Walker is an experienced banger who played for Samford. He’s big enough - 6-9 and 240 - to keep people off the boards and to bother big guys inside.

Even so, while he has more experience, he’s not as big as freshman Steere who is 6-9 and 260.

Steere originally committed to Creighton before changing his mind.

And if you think he’s big, look up his father. As Gaston said of himself in Beauty and the Beast, the man is roughly the size of a barge. No kidding. He could do the Hulk at a ComicCon convention. He could eat the State strength coach for an afternoon snack.

Doesn’t mean his kid can play but if not, he has a potential role in life as a bodybuilder or actor.

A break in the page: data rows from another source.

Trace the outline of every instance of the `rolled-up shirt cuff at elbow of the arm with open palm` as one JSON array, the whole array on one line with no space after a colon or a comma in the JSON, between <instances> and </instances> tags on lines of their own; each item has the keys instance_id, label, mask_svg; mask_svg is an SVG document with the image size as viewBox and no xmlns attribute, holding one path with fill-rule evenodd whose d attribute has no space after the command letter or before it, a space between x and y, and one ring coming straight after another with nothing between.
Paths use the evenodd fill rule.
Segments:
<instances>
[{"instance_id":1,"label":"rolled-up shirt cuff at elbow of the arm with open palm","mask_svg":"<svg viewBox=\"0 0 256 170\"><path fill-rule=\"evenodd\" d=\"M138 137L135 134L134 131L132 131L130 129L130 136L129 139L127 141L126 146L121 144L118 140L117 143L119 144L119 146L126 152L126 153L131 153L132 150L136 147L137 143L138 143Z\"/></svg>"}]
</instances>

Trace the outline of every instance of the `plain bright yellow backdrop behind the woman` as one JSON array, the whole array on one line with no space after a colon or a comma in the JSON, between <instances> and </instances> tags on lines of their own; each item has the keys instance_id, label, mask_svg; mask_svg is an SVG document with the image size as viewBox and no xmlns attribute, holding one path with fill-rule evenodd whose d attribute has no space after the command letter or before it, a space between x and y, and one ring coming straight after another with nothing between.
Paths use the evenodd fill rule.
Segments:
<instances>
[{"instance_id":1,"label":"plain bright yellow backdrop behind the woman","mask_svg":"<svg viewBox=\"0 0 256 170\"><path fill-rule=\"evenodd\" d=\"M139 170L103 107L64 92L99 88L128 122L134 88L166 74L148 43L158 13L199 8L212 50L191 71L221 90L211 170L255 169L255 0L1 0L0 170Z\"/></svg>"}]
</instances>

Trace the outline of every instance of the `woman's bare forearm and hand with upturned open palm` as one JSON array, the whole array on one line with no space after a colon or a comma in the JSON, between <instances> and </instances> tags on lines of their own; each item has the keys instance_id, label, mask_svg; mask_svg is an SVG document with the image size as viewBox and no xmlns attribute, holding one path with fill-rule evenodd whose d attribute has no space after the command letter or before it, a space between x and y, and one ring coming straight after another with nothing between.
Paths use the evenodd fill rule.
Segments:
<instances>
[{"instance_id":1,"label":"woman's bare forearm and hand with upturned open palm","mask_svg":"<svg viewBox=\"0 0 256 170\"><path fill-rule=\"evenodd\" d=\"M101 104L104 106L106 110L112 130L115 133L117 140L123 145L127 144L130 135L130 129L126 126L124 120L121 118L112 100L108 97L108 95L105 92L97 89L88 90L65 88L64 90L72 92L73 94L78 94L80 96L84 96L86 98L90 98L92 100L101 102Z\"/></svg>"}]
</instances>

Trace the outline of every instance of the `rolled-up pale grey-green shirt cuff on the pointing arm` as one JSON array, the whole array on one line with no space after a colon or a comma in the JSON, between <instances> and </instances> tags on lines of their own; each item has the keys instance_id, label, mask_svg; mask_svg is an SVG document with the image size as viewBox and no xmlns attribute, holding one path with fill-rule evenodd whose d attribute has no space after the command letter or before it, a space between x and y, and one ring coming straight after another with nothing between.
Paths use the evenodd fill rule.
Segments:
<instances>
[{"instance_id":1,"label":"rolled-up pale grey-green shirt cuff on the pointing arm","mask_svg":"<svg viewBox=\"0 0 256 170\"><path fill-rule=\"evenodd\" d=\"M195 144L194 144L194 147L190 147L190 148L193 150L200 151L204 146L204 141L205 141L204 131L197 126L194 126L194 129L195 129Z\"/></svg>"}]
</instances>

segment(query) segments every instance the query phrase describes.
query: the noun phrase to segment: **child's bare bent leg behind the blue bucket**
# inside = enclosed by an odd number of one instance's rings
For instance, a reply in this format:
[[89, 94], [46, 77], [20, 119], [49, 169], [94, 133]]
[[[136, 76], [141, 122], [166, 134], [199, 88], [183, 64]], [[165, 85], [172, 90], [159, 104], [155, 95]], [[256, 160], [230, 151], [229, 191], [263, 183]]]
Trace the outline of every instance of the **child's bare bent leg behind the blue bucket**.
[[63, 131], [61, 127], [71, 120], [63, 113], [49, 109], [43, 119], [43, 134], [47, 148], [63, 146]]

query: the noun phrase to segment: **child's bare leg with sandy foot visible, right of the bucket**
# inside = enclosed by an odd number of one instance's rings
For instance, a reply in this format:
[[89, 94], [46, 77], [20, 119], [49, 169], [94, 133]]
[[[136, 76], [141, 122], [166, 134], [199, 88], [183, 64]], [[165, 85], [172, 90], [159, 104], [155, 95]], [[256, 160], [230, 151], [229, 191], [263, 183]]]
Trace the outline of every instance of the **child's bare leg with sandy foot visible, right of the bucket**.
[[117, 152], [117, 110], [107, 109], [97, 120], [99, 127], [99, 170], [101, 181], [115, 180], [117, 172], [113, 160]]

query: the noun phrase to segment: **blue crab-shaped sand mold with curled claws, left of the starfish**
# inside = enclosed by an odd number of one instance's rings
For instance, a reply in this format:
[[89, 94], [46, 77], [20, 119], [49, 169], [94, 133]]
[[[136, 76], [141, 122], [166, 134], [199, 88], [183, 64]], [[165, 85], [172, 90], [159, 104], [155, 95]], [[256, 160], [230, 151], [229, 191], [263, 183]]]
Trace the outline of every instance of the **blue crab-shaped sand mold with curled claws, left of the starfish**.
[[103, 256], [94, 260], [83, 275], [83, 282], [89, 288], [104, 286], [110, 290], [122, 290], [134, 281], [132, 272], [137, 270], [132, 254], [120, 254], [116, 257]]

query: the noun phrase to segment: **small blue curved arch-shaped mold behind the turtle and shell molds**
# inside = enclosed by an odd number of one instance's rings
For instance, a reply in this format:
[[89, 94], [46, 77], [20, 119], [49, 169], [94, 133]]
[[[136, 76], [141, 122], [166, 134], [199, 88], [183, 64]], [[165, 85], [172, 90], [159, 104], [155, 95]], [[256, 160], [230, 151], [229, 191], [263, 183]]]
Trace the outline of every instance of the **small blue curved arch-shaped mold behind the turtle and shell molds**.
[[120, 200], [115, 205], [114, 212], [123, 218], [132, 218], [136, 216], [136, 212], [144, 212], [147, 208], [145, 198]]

Certainly has the genes for it.

If Keatts can get one of those guys to rebound and play defense without fouling, he’ll probably be happy. Next year, he’ll have Jones and Bates and that should be a pretty potent pair of big men.

That’s next year. This year, we fully expect the backcourt to be very tough. Keatts has plenty of guys to push his rather intense defense (as a measure of how much the ACC has changed, Duke used to be the gold standard for defense. Now arguably Virginia, Clemson and Florida State are better defensively than the Blue Devils).

The bigger issues to us are whether those big guys can deliver, how State covers the wings and how Keatts merges all of these guys who didn’t play last year.

State has a ton of questions this season but in just his second go-round, Keatts’s team is made up almost entirely of his own players. Only Dorn and Johnson are Gottfried recruits and that bodes well for Keatt’s success. It’s almost as if it never the Gottfried era never happened, although the FBI may ultimately remind us otherwise.